Cost Attribution & Confidence Tiers

Cost attribution is how LakeSentry connects Databricks spend to the teams and people responsible for it. Rather than forcing every dollar into a bucket, LakeSentry uses confidence tiers to tell you how much to trust each attribution — so your chargeback numbers hold up under scrutiny.

The attribution model

LakeSentry uses a dual-axis model for cost allocation:

Vertical axis (Accountability) — Who is financially responsible? This maps to your organizational hierarchy: org units, departments, and teams.
Horizontal axis (Context) — Why was the cost incurred? This uses optional categories like projects or shared infrastructure buckets.

Every usage line item gets evaluated against attribution rules in priority order. The first matching rule wins. If no rules match, a waterfall fallback determines attribution based on user identity and resource ownership.

Confidence tiers

Each cost allocation carries a confidence tier that tells you how reliably the attribution was determined:

Tier	What it means	How it’s determined
Exact	Direct identifier links cost to a specific workload	`job_run_id` or similar identifier in the billing metadata directly maps to a known work unit
Strong	Explicit linkage through query or session metadata	Query source metadata links to a job, plus clear compute mapping
Estimated	Time-overlap correlation with limited candidates	Multiple possible attributions; allocated based on time overlap and compute usage proportions
Unattributed	No reliable linkage found	Could not determine who or what caused this cost

Attribution rules

Attribution rules are the primary mechanism for mapping costs to owners. You create rules that match billing records and assign them to teams. Rules are evaluated in priority order — lower priority number means higher precedence.

Rule types

Type	Use case	Example
Exact	Known high-cost resources	”Cluster `0123-456789-abcdef` belongs to the ML team”
Pattern	Categories of resources	”All clusters matching `prod-*` belong to Platform”
Proportional	Platform overhead	”Distribute NETWORKING and DATABASE costs across teams by their compute spend”

Exact rules

Match a specific resource by type and ID. Use these for resources you know the owner of — a dedicated training cluster, a specific production job.

Exact rules always require a workspace (since resource IDs are workspace-scoped).

Pattern rules

Match resources by criteria. All conditions use AND logic — every specified condition must match. Conditions you don’t specify are treated as “match anything.”

Available match criteria:

Criterion	What it matches
Resource type	`cluster`, `warehouse`, `job`, `pipeline`, `endpoint`, `app`
Resource pattern	Regex against resource name or ID (e.g., `^prod-.*`)
Principal domain	Email domain suffix of the user (e.g., `@analytics.company.com`)
Tags	Databricks custom tags — key-value pairs that must all match

Pattern rules can be global (apply across all workspaces) by leaving the workspace unset. This is useful for organization-wide tag mappings.

Proportional rules

Distribute platform overhead costs across teams based on their compute spend. Use these for costs that don’t belong to any single team — networking, database (Delta storage), predictive optimization.
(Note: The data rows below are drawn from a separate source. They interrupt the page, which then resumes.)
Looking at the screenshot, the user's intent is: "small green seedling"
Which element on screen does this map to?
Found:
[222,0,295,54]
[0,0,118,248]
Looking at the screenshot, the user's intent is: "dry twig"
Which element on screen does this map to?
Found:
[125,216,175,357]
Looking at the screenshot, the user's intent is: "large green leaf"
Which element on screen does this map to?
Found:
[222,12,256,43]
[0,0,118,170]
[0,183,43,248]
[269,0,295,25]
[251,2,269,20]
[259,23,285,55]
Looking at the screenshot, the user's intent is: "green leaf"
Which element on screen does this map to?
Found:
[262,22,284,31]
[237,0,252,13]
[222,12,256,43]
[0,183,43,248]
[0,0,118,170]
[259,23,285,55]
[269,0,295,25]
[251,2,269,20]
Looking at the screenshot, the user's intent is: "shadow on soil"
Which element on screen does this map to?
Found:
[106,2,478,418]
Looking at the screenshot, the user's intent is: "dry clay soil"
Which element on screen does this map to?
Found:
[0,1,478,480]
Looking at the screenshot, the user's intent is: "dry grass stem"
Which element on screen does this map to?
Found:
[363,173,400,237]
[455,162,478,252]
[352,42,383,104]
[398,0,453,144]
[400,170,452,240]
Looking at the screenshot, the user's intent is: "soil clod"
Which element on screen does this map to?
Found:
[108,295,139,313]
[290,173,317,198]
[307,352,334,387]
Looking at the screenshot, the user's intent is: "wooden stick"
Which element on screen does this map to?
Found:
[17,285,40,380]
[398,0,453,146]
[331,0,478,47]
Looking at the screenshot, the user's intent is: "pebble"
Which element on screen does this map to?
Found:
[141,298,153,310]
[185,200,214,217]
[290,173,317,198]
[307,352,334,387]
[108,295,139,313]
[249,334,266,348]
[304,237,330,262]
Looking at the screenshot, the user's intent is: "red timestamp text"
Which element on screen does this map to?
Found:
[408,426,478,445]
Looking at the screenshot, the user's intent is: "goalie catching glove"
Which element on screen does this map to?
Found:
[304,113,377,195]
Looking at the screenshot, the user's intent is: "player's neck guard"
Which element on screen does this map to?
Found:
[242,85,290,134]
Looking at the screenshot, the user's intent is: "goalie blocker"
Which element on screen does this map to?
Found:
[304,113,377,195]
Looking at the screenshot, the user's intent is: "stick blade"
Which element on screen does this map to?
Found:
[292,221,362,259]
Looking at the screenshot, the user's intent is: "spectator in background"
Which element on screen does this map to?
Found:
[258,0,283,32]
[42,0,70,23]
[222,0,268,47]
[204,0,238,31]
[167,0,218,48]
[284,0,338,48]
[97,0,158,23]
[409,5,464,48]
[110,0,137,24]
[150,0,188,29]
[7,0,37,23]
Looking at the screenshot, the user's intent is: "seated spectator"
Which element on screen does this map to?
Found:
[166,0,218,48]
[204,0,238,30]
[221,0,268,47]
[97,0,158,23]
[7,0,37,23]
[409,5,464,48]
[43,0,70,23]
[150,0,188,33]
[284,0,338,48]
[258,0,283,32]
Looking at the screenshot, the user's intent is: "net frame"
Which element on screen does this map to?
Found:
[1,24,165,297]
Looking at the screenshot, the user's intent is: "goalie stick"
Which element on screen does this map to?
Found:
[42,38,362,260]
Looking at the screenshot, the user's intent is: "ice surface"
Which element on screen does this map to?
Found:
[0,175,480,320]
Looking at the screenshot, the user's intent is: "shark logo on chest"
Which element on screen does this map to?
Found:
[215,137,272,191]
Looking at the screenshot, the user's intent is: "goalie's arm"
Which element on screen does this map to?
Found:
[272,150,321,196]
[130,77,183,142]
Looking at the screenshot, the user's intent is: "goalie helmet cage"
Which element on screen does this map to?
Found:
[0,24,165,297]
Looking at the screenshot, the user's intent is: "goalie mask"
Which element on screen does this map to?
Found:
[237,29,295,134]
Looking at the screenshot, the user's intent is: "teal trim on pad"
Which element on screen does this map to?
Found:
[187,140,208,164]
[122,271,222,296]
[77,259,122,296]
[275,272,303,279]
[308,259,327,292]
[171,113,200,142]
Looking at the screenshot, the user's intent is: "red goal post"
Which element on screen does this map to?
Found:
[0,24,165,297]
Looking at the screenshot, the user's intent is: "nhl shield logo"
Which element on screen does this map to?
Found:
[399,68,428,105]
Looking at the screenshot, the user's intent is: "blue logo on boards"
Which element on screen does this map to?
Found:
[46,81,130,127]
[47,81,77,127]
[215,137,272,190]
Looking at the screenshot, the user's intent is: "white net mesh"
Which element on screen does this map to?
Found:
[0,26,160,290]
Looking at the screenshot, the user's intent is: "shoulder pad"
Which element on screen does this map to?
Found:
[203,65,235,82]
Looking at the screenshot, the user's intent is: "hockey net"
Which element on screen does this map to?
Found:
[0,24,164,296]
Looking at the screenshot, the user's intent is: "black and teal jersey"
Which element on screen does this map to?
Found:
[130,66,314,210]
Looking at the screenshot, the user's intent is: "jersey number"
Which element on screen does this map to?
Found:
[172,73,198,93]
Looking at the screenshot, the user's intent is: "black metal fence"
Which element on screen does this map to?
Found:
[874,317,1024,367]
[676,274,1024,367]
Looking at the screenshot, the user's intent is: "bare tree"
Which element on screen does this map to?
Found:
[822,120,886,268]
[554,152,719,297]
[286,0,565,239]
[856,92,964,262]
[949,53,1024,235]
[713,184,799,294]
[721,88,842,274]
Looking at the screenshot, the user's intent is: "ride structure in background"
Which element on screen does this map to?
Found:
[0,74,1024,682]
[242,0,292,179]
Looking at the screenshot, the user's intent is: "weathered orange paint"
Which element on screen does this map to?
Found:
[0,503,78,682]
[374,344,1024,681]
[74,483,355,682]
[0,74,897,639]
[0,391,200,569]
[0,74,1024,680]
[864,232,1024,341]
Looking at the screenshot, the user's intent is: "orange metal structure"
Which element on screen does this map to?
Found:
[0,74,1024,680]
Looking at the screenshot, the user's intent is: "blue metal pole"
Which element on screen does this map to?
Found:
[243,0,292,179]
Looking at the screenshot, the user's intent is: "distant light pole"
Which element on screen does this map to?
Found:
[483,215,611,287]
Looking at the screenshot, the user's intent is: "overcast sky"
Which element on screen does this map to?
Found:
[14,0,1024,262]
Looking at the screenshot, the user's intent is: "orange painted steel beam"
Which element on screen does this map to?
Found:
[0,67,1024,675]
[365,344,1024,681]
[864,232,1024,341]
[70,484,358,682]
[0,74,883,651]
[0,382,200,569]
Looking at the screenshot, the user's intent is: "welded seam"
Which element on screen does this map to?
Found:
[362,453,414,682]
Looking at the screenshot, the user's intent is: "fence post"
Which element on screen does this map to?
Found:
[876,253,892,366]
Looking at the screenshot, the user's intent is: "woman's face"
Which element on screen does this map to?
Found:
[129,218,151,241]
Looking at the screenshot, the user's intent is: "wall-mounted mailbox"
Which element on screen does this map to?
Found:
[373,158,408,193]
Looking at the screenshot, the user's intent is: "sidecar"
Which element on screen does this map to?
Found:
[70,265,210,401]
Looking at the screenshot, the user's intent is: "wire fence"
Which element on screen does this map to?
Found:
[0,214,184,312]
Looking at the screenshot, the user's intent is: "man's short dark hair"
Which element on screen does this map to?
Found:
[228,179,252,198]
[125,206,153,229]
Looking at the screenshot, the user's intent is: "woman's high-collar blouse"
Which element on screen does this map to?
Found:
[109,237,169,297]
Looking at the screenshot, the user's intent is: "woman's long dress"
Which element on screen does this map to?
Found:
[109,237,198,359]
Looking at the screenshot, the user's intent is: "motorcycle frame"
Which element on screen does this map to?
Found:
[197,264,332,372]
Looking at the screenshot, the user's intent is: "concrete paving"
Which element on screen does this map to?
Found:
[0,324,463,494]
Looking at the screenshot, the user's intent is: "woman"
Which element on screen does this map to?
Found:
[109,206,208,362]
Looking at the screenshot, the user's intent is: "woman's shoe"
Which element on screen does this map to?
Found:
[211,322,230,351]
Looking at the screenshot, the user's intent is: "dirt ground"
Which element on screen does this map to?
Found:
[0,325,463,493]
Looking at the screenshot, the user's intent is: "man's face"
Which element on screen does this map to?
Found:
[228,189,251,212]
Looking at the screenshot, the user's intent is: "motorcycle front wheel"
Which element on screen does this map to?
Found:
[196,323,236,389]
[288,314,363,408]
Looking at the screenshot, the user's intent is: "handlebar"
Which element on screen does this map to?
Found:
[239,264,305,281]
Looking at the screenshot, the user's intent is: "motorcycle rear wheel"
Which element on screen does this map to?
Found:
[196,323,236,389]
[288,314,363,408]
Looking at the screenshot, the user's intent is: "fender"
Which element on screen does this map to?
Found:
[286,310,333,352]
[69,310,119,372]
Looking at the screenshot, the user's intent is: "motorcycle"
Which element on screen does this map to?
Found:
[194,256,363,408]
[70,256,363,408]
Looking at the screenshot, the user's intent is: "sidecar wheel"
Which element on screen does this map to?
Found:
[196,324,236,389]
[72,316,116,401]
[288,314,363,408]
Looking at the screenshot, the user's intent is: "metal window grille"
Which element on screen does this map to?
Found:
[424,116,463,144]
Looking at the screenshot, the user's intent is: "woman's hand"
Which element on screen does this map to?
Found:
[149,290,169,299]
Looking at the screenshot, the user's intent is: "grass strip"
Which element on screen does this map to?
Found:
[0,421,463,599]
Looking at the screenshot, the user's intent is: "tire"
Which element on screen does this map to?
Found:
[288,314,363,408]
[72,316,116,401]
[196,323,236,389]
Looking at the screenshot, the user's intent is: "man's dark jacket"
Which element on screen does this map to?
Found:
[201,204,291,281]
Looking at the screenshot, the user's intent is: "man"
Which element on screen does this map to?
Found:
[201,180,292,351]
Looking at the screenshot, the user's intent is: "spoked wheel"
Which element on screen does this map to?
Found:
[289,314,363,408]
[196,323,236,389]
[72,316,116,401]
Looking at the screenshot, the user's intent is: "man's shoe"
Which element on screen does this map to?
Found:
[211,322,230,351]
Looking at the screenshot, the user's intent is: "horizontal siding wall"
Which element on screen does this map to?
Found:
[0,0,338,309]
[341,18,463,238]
The distribution is proportional: if Team A accounts for 60% of compute spend and Team B accounts for 40%, a proportional rule splits the overhead 60/40.

Attribution modes

When a rule matches, it uses one of these attribution modes:

Direct mode

Assigns 100% of the cost to a single team, optionally with a category. Direct mode rules can also mark a resource as shared infrastructure — you can assign a shared bucket label (like shared:platform:analytics) to group related shared costs together for reporting.

Split mode

Distributes cost across multiple teams by percentage. Percentages must sum to 100%. Each allocation can optionally include a category.

You can have up to 20 splits per rule. The UI provides a “Distribute evenly” helper to auto-balance percentages.

Proportional mode

Used with proportional rules to distribute platform overhead costs across teams. The distribution is based on each team’s compute spend as a proportion of total compute cost.

Evaluation flow

When a billing record arrives, LakeSentry evaluates it through this sequence:

Session-based attribution — For shared compute (SQL Serverless warehouses and ALL_PURPOSE clusters), if session allocations exist, split costs among actual users proportionally based on query duration or command count. If match, apply and stop.
Proportional rules — For overhead categories (networking, database, predictive optimization), match proportional rules by SKU pattern. If match, distribute to teams by compute spend and stop.
Exact and pattern rules (priority order) — All non-proportional rules are evaluated together in priority order (lower priority number = higher precedence). Exact rules match by resource type + resource ID; pattern rules match by tags, resource pattern, or principal domain. First match wins and evaluation stops.
Waterfall fallback — If nothing matched, fall through a priority chain:
1. Is the resource marked as shared? → attribute to the owner’s team as shared
2. Does the user have a team mapping? → attribute via user
3. Does the resource owner have a team mapping? → attribute via owner
4. Does the user exist but have no team? → attribute to user (no team)
5. None of the above → unattributed (workspace-level)

Session-based attribution

Some Databricks resources are shared by multiple users within the same billing period. SQL Serverless warehouses serve queries from many users, and ALL_PURPOSE clusters run commands from different notebooks.

For these cases, LakeSentry splits costs proportionally among actual users:

Resource type	Attribution metric	How it works
SQL Serverless warehouses	Query duration	Users running longer queries get a larger share
ALL_PURPOSE clusters	Command count	Users running more commands get a larger share

Sessions are detected using a 2-hour gap rule — a gap of more than 2 hours between consecutive billing records starts a new session. Within each session, user activity is summed and proportionally allocated.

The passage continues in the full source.